The Drug Enforcement Administration did not properly investigate a 2012 drug operation in Honduras that took the lives of four innocent civilians, including two women and a 14-year-old boy, and misled Congress and the Justice Department about the incident, a government watchdog report concluded.
The Justice Department’s Inspector General report issued Wednesday states the DEA’s review of the incident was “significantly flawed” and that the agency incorrectly maintained to Congress that its “Operation Anvil” plan to intercept drug flights was led by Honduran officials, when in fact U.S. drug agents “maintained substantial control over the conduct of the operation.”

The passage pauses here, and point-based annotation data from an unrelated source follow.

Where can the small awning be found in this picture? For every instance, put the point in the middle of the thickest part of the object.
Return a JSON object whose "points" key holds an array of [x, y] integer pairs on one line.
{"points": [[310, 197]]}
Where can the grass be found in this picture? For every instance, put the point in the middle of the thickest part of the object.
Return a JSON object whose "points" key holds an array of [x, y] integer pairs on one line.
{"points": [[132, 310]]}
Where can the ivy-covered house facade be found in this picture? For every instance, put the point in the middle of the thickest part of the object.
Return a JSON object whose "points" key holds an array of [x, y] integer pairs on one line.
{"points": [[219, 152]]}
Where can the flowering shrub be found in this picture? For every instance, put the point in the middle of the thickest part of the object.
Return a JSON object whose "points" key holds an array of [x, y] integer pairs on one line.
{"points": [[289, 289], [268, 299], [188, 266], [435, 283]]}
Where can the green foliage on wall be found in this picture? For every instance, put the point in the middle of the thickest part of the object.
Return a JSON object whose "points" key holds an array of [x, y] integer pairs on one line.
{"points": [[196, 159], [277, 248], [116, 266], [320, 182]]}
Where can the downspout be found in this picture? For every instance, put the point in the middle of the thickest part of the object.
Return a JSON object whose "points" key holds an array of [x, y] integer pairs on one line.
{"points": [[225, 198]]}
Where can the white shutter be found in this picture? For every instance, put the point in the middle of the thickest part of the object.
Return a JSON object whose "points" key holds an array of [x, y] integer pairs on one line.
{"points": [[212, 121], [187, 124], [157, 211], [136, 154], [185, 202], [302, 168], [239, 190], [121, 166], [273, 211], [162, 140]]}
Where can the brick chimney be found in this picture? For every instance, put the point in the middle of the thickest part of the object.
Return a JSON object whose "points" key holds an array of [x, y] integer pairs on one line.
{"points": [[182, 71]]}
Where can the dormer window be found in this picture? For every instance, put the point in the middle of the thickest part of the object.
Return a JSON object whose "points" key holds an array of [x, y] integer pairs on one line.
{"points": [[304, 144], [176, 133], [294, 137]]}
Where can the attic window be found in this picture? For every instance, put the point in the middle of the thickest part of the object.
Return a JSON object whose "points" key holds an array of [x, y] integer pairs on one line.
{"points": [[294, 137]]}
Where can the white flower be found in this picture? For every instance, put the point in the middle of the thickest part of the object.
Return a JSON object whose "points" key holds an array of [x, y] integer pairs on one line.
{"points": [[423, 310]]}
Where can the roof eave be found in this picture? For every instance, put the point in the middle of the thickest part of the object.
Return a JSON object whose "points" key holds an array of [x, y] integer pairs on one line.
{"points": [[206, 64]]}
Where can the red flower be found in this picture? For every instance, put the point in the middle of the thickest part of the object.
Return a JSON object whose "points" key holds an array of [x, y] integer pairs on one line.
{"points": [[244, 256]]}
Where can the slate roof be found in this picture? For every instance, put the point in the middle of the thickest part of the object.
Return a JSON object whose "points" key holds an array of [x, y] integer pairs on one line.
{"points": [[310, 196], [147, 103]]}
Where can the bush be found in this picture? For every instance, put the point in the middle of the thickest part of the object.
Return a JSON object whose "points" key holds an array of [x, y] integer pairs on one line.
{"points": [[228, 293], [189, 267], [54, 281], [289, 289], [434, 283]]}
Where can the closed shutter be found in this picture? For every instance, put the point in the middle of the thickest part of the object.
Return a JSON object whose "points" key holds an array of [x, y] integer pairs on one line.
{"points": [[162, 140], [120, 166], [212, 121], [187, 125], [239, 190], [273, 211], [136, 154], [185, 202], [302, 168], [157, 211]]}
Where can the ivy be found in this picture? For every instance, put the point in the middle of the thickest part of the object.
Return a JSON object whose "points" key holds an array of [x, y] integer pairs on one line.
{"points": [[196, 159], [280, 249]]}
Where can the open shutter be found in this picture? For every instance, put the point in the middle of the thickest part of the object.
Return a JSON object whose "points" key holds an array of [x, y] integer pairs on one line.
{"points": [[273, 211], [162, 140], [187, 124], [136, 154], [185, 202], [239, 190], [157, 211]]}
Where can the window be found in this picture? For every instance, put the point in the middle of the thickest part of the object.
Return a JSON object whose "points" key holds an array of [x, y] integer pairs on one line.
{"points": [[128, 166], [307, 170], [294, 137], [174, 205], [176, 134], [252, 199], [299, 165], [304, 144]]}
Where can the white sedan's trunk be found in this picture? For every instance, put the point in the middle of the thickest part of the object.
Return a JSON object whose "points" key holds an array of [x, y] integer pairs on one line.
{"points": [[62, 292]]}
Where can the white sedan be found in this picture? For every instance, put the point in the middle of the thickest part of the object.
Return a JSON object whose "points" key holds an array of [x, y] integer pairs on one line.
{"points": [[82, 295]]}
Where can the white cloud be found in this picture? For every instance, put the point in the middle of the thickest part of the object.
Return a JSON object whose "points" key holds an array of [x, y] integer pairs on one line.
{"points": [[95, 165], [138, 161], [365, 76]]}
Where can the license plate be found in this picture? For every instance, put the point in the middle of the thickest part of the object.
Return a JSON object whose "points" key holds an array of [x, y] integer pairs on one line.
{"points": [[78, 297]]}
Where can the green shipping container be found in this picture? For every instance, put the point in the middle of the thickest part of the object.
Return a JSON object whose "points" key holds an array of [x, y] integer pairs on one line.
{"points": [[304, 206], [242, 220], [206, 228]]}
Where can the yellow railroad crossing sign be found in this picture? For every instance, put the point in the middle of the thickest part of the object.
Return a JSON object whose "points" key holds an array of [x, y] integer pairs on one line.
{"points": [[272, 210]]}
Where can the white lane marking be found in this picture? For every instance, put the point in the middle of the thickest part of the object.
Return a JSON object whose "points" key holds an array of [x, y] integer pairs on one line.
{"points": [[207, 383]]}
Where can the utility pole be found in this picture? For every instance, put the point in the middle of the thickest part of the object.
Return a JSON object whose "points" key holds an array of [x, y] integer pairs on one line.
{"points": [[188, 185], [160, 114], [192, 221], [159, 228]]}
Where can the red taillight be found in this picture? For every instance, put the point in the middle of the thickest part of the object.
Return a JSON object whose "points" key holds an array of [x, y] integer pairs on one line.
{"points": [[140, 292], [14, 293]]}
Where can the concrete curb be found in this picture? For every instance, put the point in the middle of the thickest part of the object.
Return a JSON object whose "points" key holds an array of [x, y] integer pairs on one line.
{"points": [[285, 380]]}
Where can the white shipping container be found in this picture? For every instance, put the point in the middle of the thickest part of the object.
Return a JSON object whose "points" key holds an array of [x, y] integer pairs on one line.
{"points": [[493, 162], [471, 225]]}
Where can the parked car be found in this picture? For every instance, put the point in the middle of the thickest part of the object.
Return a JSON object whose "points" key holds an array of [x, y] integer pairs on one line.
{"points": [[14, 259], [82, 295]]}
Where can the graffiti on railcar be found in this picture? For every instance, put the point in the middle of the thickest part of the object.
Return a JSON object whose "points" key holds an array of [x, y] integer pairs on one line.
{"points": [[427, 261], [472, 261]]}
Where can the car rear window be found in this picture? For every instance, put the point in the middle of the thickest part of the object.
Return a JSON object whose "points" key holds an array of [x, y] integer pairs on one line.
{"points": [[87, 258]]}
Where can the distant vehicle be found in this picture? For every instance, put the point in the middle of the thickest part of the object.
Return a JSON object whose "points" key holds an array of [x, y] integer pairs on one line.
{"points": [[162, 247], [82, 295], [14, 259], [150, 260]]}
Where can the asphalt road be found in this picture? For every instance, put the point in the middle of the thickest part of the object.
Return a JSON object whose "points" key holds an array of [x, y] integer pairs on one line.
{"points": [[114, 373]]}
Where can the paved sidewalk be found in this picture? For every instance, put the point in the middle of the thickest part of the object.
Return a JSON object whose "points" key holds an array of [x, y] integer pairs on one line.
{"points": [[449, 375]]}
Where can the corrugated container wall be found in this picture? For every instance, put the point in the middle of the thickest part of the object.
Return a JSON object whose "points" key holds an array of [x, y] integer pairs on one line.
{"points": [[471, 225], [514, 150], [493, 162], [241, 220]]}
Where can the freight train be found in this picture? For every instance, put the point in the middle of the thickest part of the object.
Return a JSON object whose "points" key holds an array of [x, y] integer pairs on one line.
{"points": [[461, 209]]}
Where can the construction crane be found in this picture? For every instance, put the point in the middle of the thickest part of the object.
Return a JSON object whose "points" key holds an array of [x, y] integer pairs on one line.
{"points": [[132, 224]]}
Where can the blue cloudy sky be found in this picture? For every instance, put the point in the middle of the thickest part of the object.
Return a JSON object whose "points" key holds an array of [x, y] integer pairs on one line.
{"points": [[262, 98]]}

The operation garnered significant media attention when a team of DEA agents and Honduran officials opened fire on a riverboat carrying civilians, killing four Honduran civilians and injuring four others.
While the inspector general report concludes no DEA officials fired at the boat, it notes that a DEA agent in a helicopter directed a Honduran gunner to fire his machine gun at the riverboat.
The report states DEA officials initially decided against conducting a formal deadly force review because no DEA agents fired weapons. When mounting public pressure forced the agency to open a review, the inspector general reported that the “resulting investigation was little more than a paper exercise.”
The shooting occurred May 11, 2012, as DEA and Honduran law enforcement were piloting a small boat that carried a large amount of cocaine that had been seized in an operation earlier in the day. The boat’s engine cut out and it was drifting down the river as the larger passenger boat approached. As the passenger boat made contact, Honduran officials on the DEA boat opened fire, even shooting at people who had fallen into the water. A gunner from a helicopter carrying DEA and Honduran officials also opened fire.
At the time, DEA officials maintained that they had come under fire from people working for drug traffickers who were on the riverboat.
The inspector general’s report calls that account into question.
“Not only did the DOJ OIG find no credible evidence that individuals in the passenger boat fired first, but the available evidence, which was available to DEA at the time, places into serious question whether there was any gunfire from the passenger boat at any time,” the report states.
The report says the DEA’s failure to conduct a thorough review of the incident resulted in the agency providing inaccurate or incomplete information to both Justice Department officials and Congress.
“The review also found that DEA officials described information favorable to DEA’s positions while omitting unfavorable information, such as video evidence of Honduran law enforcement officers shooting at people who had fallen or jumped into the water,” the report states.
The report also says the DEA conducted flawed reviews of two subsequent Operation Anvil raids in which deadly force was used. Specifically, reviews of fatal shootings on June 23 and July 3 did not address discrepancies between DEA and Honduran officials’ accounts.
A DEA agent shot a killed a man who ignored commands and moved his hand toward a handgun in his holster during a June 23 raid, facts contained in the DEA report. But when Honduran officials submitted a report on the shooting, they indicated the man was shot during a firefight.
A DEA report on the July 3 raid said agents shot and killed a pilot of a downed airplane after he ignored orders and attempted to get back inside the aircraft. Honduran officials submitted two different reports on the incident, saying in one that the pilot was killed in the crash and in another that the pilot had a gun and fired at officers before they returned fire and killed him. DEA agents told investigators they were later informed that a Honduran officer planted a gun at the scene.
Sen. Patrick Leahy was deeply troubled by the report, calling it “nothing less than a wholesale indictment of the DEA and Honduran police.”
“DEA, Honduran, and State Department officials provided Congress with incomplete, inaccurate and misleading information in order to perpetuate a self-serving narrative,” said the Vermont Democrat, the ranking member of the State Department and Foreign Operations Subcommittee of the Appropriations Committee. “This raises serious questions whether these cases are isolated incidents.”
The inspector general’s report faults the DEA for failing to adequately plan for the operation, saying American and Honduran personnel did not understand each others’ deadly force policies and that their “plan for responding to critical incidents was almost nonexistent.”
In a response to the report, DEA officials called the loss of life “tragic.”
“DEA acknowledges that its pre-missions preparation was not as thorough as it should have been and that the subsequent investigation lacked the depth and scope necessary to fully assess what transpired that night,” reads a written response from the agency. “To that end, DEA has made significant changes in this area over the last five years.”
DEA officials agreed with a series of eight recommendations made by the inspector general.